The ultrasonic testing was conducted with ultrasonic diagnostic equipments, LOGIQ S7 Expert (GE Healthcare Japan, Tokyo) and Aplio 400 (Canon Medical systems, Tochigi, Japan). Two characteristics were recorded: carotid plaque score (PS) [13] and plaque number (n-plaque). The PS was calculated as follows. The carotid artery was divided into four 15 mm long sections: the central side of the common carotid artery (CCA), the peripheral side of the CCA, the bifurcation of the CCA and the central side of the internal carotid artery. Then, the sum of the maximum values of intima-media thickness exceeding 1.1 mm was calculated.

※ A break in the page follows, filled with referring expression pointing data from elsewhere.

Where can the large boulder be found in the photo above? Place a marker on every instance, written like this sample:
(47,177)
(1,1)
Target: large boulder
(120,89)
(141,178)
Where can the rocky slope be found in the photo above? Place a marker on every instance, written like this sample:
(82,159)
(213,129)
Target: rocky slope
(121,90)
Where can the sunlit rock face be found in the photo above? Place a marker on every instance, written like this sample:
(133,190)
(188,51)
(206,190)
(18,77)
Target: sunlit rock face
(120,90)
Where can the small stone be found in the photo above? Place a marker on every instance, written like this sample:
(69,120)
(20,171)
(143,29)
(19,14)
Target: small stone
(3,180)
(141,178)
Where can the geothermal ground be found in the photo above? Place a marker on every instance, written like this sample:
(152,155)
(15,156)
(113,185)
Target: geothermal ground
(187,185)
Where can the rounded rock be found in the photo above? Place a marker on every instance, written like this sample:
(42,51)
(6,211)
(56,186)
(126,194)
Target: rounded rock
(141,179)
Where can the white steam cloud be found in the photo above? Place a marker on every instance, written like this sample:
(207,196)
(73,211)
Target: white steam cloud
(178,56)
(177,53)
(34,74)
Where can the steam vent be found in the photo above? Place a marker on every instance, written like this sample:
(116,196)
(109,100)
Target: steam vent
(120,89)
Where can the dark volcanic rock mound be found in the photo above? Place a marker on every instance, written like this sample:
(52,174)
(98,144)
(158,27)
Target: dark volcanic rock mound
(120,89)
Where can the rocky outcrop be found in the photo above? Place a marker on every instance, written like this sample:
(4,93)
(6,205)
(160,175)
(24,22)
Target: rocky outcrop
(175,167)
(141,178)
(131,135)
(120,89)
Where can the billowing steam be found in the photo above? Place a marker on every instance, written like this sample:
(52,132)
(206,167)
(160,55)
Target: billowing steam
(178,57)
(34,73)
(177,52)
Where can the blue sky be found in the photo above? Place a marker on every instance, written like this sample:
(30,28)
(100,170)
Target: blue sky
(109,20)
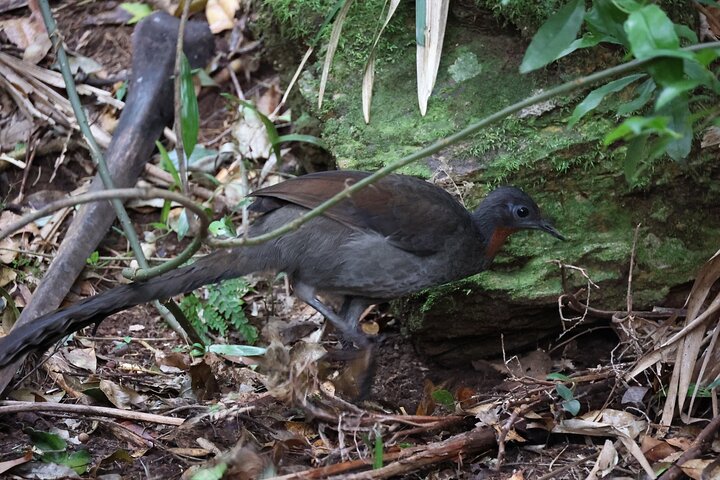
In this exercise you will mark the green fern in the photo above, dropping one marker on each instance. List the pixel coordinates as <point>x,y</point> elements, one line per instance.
<point>222,310</point>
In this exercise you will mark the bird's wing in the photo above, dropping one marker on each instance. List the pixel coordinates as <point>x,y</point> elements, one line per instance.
<point>412,214</point>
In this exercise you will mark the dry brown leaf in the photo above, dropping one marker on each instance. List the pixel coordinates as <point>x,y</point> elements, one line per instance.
<point>428,56</point>
<point>605,463</point>
<point>332,47</point>
<point>221,14</point>
<point>694,468</point>
<point>82,358</point>
<point>29,35</point>
<point>369,74</point>
<point>120,396</point>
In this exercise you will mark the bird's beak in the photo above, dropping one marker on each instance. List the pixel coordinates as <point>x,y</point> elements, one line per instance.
<point>547,227</point>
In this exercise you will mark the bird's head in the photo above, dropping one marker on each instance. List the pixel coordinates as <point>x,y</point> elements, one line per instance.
<point>505,211</point>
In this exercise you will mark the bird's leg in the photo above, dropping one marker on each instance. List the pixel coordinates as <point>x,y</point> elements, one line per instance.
<point>346,326</point>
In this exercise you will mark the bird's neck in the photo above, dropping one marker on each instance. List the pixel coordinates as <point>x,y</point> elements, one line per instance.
<point>493,235</point>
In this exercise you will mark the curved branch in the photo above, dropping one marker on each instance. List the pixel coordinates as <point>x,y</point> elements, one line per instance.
<point>125,193</point>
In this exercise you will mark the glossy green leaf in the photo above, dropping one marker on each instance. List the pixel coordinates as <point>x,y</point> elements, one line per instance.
<point>605,19</point>
<point>137,10</point>
<point>627,6</point>
<point>644,94</point>
<point>683,31</point>
<point>554,36</point>
<point>189,112</point>
<point>648,30</point>
<point>594,98</point>
<point>46,441</point>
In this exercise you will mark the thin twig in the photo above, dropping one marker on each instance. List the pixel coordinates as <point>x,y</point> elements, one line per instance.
<point>8,407</point>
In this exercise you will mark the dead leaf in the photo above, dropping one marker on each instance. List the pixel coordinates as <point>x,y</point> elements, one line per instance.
<point>605,463</point>
<point>29,35</point>
<point>694,468</point>
<point>251,136</point>
<point>428,55</point>
<point>82,358</point>
<point>221,14</point>
<point>7,275</point>
<point>120,396</point>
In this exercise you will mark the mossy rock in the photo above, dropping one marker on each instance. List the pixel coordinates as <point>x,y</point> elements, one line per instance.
<point>570,174</point>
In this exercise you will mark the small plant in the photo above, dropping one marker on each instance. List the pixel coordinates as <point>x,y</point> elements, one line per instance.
<point>569,403</point>
<point>51,448</point>
<point>222,309</point>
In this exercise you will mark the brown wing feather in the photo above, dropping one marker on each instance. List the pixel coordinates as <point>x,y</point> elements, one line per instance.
<point>414,215</point>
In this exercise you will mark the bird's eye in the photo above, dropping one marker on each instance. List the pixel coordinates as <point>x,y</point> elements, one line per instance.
<point>522,212</point>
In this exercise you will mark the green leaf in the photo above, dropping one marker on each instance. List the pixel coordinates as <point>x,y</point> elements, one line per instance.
<point>189,112</point>
<point>183,226</point>
<point>420,19</point>
<point>627,6</point>
<point>46,442</point>
<point>326,21</point>
<point>554,36</point>
<point>596,96</point>
<point>237,350</point>
<point>683,31</point>
<point>571,406</point>
<point>443,397</point>
<point>137,10</point>
<point>219,228</point>
<point>167,164</point>
<point>645,92</point>
<point>564,392</point>
<point>605,19</point>
<point>649,29</point>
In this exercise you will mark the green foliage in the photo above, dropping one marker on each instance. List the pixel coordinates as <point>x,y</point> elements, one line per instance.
<point>137,10</point>
<point>646,32</point>
<point>222,309</point>
<point>51,448</point>
<point>189,111</point>
<point>569,403</point>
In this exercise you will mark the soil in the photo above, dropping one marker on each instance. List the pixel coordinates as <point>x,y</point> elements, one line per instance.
<point>233,408</point>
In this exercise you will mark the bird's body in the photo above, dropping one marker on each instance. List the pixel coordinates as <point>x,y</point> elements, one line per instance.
<point>397,236</point>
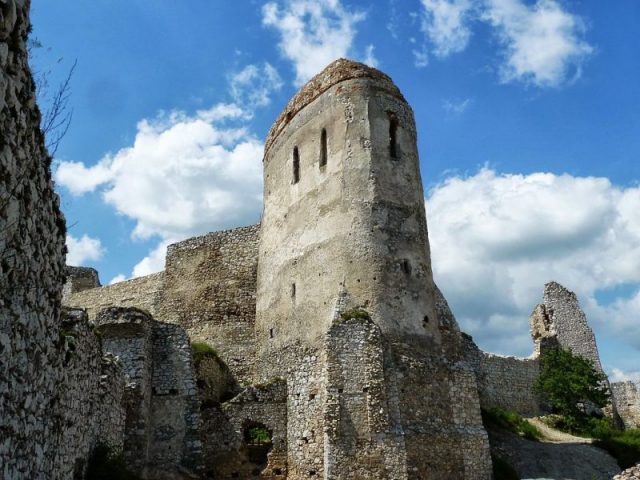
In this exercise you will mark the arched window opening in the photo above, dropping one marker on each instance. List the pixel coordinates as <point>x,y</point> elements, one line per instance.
<point>393,135</point>
<point>323,148</point>
<point>296,165</point>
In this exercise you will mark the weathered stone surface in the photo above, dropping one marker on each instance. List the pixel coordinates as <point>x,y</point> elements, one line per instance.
<point>626,399</point>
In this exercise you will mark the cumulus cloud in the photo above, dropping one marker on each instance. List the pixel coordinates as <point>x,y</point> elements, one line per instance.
<point>83,249</point>
<point>497,239</point>
<point>543,42</point>
<point>118,278</point>
<point>445,23</point>
<point>254,85</point>
<point>183,175</point>
<point>456,107</point>
<point>154,262</point>
<point>313,33</point>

Questionnaire in the specific health examination

In the questionnaire in the specific health examination (shown in S1 Doc), six questions were answered by examinees when receiving a comprehensive medical checkup, regarding their experience with medications to reduce blood pressure, medications to reduce blood sugar or insulin injection, medications to decrease the level of cholesterol or of neutral fat, as well as drinking habits (everyday, sometimes, or rarely drink (cannot drink)), drinking volume (less than 180 ml, 180–360 ml, 360–540 ml or more than 540 ml), and smoking habits.

Additional data to replicate all of the figures, graphs, tables, statistics, and other values in this study is available at doi:10.5061/dryad.007467q as Data files: WM_data.

Assessment of each clinical examination data and questionnaire

R version 3.4.4 and its suitable packages were used to perform all statistical analysis and statistical modeling in this study [14,15]. The relationships between each examination item or each answer of the specific medical examination questionnaire and the probability of the presence of cerebral white matter lesions were investigated. Student's t tests [16] were performed for continuous variables and Fisher's exact tests [17] were performed for categorical variables.

Comparison among various models based on different algorithms

Four kinds of models including linear models, nonlinear models, and a stochastic model were created, and an accuracy comparison among the models was conducted. The normalization of the variables was performed to adjust the factor levels. In the linear modeling, a logistic regression modeling (LogReg) [18] were employed, and in the nonlinear modeling, support vector machine (SVM) [19] or random forest (RF) [20] models were constructed. Furthermore, a Naive Bayes classifior (NB) [21] was constructed as a stochastic model. The probability of the presence or absence of white matter lesions was used as the dependent variable. In each model, the Youden Index [22, 23] was used as the most appropriate cutoff value to compare the performance among models.

The discrete variables (or categorical variables) in this study were treated as follows:

Regarding binary variables of models, 0 or 1 was assigned for absence or presence, respectively, e.g., sex: X = 0 for male and X = 1 for female; medication to reduce blood pressure: X = 0 for “No” and X = 1 for “Yes”; medication to reduce blood sugar or insulin injection: X = 0 for “No” and X = 1 for “Yes”; medication to reduce blood pressure: X = 0 for “No” and X = 1 for “Yes”.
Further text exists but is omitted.